In which Emma B treats of masters, hair in buns and people with silly names
Chudleigh College seemed to unite some of the best blessings of existence and had existed for over a century at the heart of Dorlich with very little to distress or vex it. There was a Chudleigh way of doing things – and everyone else’s’.Woe betide transgressors of time-hallowed codes.
Life revolved around the Boarding House; the Chapel; the Army Corps and the Games Field. Lessons were taught on Saturday; exeats replaced holidays and the school employed masters rather than teachers.

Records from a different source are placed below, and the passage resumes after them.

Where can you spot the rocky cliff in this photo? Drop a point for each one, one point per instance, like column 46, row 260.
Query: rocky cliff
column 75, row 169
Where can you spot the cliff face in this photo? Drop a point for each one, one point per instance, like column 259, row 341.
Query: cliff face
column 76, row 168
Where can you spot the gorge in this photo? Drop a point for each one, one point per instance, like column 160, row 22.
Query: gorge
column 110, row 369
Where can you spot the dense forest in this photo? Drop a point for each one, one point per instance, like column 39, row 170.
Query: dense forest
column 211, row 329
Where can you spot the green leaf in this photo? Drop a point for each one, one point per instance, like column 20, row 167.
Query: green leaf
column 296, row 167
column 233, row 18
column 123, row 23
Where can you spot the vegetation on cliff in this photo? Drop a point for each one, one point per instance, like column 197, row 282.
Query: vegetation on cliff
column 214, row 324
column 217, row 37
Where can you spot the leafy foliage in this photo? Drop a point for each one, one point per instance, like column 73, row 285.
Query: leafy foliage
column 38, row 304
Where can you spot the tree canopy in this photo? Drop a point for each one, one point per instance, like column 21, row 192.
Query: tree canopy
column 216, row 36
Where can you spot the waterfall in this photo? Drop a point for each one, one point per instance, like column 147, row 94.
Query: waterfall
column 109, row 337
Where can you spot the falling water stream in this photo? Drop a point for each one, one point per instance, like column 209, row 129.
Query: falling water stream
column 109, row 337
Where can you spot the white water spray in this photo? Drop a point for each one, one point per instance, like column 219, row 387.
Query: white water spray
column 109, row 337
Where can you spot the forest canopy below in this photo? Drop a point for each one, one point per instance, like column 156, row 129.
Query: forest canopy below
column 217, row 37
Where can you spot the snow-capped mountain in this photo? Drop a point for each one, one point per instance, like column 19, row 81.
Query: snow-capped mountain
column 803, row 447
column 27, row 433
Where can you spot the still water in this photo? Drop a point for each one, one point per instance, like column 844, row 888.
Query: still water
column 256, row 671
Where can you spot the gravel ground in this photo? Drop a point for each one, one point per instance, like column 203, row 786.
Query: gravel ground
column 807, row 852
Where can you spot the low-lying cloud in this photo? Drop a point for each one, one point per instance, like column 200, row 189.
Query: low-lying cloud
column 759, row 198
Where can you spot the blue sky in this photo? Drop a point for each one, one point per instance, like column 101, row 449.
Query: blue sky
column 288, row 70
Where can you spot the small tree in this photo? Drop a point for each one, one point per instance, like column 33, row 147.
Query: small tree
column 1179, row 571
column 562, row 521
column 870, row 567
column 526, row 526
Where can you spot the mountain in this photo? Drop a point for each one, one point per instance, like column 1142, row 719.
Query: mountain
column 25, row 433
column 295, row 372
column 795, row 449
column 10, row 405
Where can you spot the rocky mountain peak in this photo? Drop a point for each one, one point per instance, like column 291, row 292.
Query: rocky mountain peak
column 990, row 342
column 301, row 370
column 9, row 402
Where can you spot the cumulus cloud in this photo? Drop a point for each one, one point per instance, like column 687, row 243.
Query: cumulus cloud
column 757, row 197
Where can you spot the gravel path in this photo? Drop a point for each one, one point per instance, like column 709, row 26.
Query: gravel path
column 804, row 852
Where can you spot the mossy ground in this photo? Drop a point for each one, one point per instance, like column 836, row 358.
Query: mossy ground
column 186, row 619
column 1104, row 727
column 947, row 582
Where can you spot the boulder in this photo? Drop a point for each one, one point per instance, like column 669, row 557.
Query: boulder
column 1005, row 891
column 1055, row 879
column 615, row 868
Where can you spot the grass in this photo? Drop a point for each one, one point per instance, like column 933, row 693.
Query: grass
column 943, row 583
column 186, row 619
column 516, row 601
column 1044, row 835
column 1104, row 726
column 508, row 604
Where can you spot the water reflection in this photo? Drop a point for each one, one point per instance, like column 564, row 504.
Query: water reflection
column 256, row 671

Oh brave new world that hath such people in it? She was cast adrift in treacherous waters without a lifebelt…A working day at Oaks Haven concluded at 4pm and staff returned to hearth and home by 5pm at the latest. At Chudleigh, a 7pm end to lessons preceded prep; staff supervision of homework on a rotational basis.
The Masters’ Common Room with its bountiful drinks cabinet was an essential perk; several glasses of single malt were natural precursors to several more in The Falcon and Paul invariably arrived home late and the worse for wear.
She bit her tongue and held her nose. The wheels of Chudleigh were oiled by alcohol.
Masters had a drinks tab and were required to settle with the Bursar at the end of term. Invariably, individuals forgot to record a quick tipple between classes.
Questions were asked when the Head of Spanish failed to return after the summer vacation; he had been dismissed forthwith after being apprehended in the act of charging three bottles of Bollinger and a magnum of Pol Roger to the School Chaplain. Consumption slumped – and then returned to normal, after a decent interval. Paul’s colleagues prided themselves upon character and made witty quips about Division Two – Chudleigh-speak for state schools like Oaks Haven. In reality, they competed in eccentricities of behaviour that were mannered and faintly absurd.
Chester and Dorian Chase were a husband and wife team in the English Department. Chester resembled a Vietnamese pot-bellied pig and favoured billowing cloaks and fedora hats. He was rarely seen without a drink - even during lessons - and delighted his charges with a medley of bonhomie, barbarity and music hall: Now you little bastards – JUMP TO IT!!! -- First ten lines of Lycidas! Tanqueray – lets hear your pearls of wisdom! Sweeping into class twenty minutes late and leaping onto the table) Come on Tanqueray – Lycidas/poem/Milton – comprenez-moi bien?!!!!!
Sir ( Tanqueray).
Sir ---- you’ve just farted.
Well, what if I bloody have?!!!!! (Points a cigarette lighter in the direction of his nether regions).
A FART’S GOT NO NOSE!!!!!
Cue for shouts of Good old Chasey………
Dorian’s nickname was The Gryphon and physical short-comings were offset by sartorial choices that were flamboyant and singular. She scampered from room to room in voluminous Ali Baba pantaloons; head bobbing and breasts swinging; untroubled by corsetry.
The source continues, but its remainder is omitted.